Dans le bureau de Michel Beruben, au bord du lac de Genève, le téléphone sonne sans discontinuer. "ça n'arrête pas, se réjouit l'ingénieur. Nous vendons en moyenne 80 licences d'utilisation par mois en France et une centaine ailleurs." Installé à Nenagh, en Irlande, Stéphane Gallois commercialise, lui aussi, des programmes de surveillance sous la marque Espion-on-line. "La demande, dopée par la baisse des prix de la technologie, augmente de 20 à 30 % par an", affirme-t-il.

Mode d'emploi des logiciels qui transforment un téléphone mobile en mouchard, pour un coût compris entre 100 et 1 000 €.

Comment ça marche ?

Le logiciel espion doit être téléchargé sur le téléphone "cible". "L'installation prend entre cinq et trente minutes, selon l'habileté de l'utilisateur", évalue Michel Beruben. Il est donc indispensable d'avoir en main, pendant ce temps, le portable que l'on veut piéger. Ou d'offrir un appareil déjà équipé à la personne visée. Quoi qu'en disent certains sites Internet, il est impossible d'installer un logiciel à distance.

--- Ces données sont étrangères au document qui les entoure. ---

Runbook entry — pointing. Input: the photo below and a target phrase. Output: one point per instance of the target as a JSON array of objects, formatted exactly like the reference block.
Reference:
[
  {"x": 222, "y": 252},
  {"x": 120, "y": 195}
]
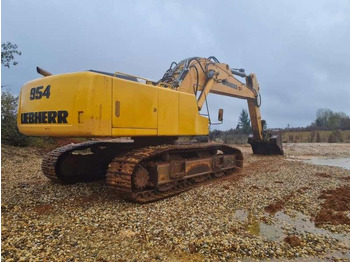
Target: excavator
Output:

Quelles sont les précautions à prendre ?

Les logiciels d'écoute ne sont pas compatibles avec tous les téléphones. Pas de problème avec les derniers-nés de la technologie comme les smartphones, à la fois portables et assistants numériques personnels. Avec les appareils plus anciens, c'est moins sûr. Mieux vaut s'assurer, également, que la "cible" dispose d'une connexion Internet. Sinon, l'installation du logiciel peut virer au casse-tête...

Que peut-on espionner ?

Une fois le mobile doté d'un logiciel mouchard, l'apprenti espion reçoit une copie de tous les SMS et mails envoyés et reçus. L'appareil piégé l'avertit par SMS de chaque appel. Pour écouter la conversation, il suffit d'appeler aussitôt la "cible" et le logiciel active l'"option conférence à trois". Ni vu, ni connu... A condition que la personne surveillée dispose d'un forfait SMS illimité, faute de quoi sa facture téléphonique risque d'exploser... et d'éveiller sa suspicion. Certains logiciels permettent également d'activer à distance le téléphone piraté, pour le transformer en discret micro.

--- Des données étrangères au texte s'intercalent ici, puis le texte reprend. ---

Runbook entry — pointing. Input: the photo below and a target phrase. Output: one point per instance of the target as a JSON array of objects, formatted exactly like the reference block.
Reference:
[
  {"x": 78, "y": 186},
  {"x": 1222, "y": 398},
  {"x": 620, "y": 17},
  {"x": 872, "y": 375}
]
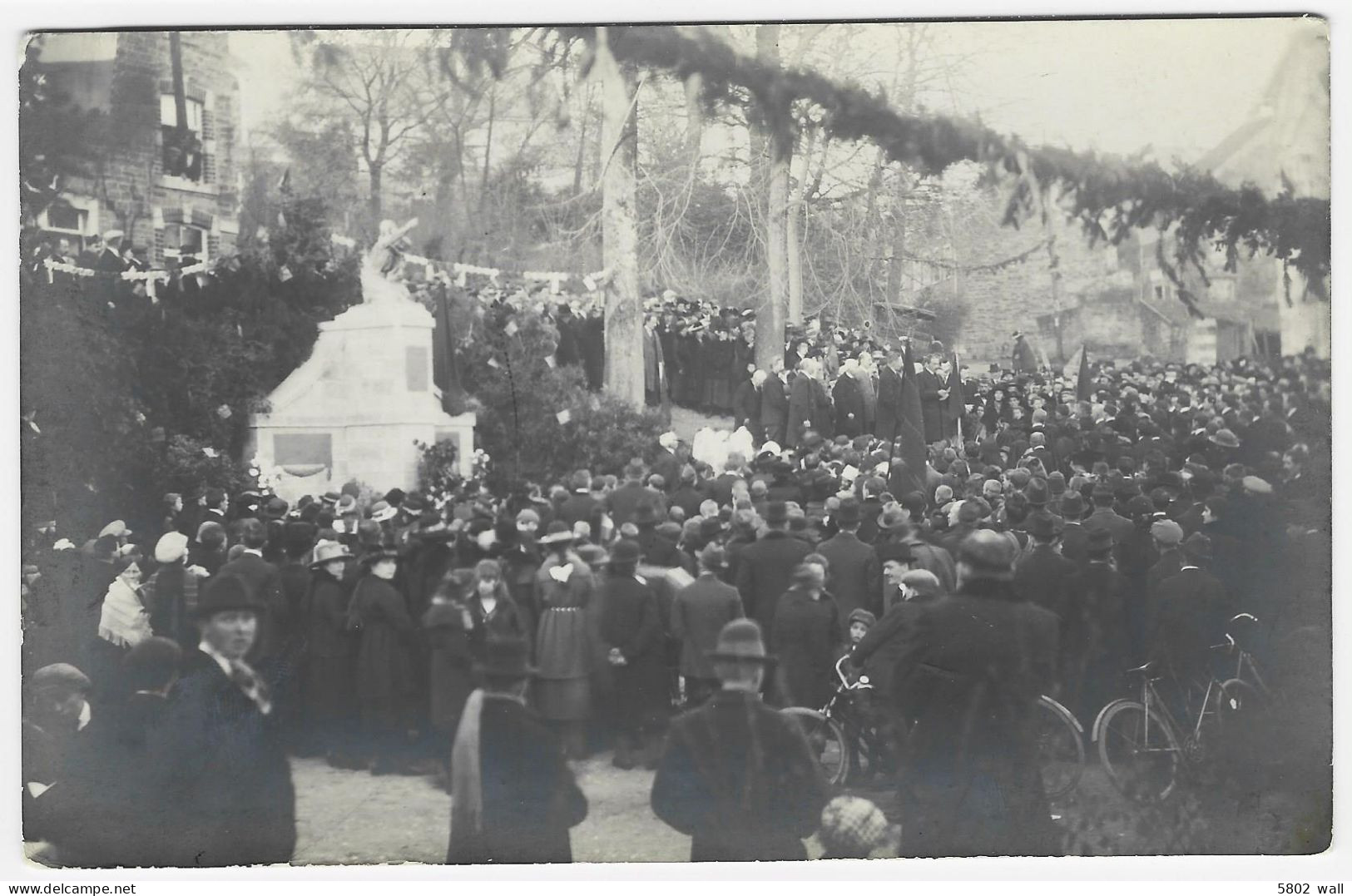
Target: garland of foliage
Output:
[{"x": 1107, "y": 195}]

Qui achète ces logiciels espions ?

Des hommes et des femmes qui doutent de la fidélité de leur conjoint. Des parents que les fréquentations de leurs enfants préoccupent. Des entreprises que s'inquiètent de la loyauté de leurs salariés. Des services officiels et des officines privées, également. "Nous recevons des mails publicitaires et des offres préférentielles", indique Alain Letellier, secrétaire général de la Chambre professionnelle des détectives privés, qui reconnaît que, "à partir du moment où le matériel existe, certains doivent être tentés de l'utiliser".

Comment s'en débarrasser ?

Ces logiciels sont invisibles, donc difficiles à détecter. "Par sécurité, je change de portable tous les six mois", confie le détective privé Alain Letellier. Pour se débarrasser d'un mouchard, deux solutions : réinitialiser le téléphone. Ou en acheter un nouveau.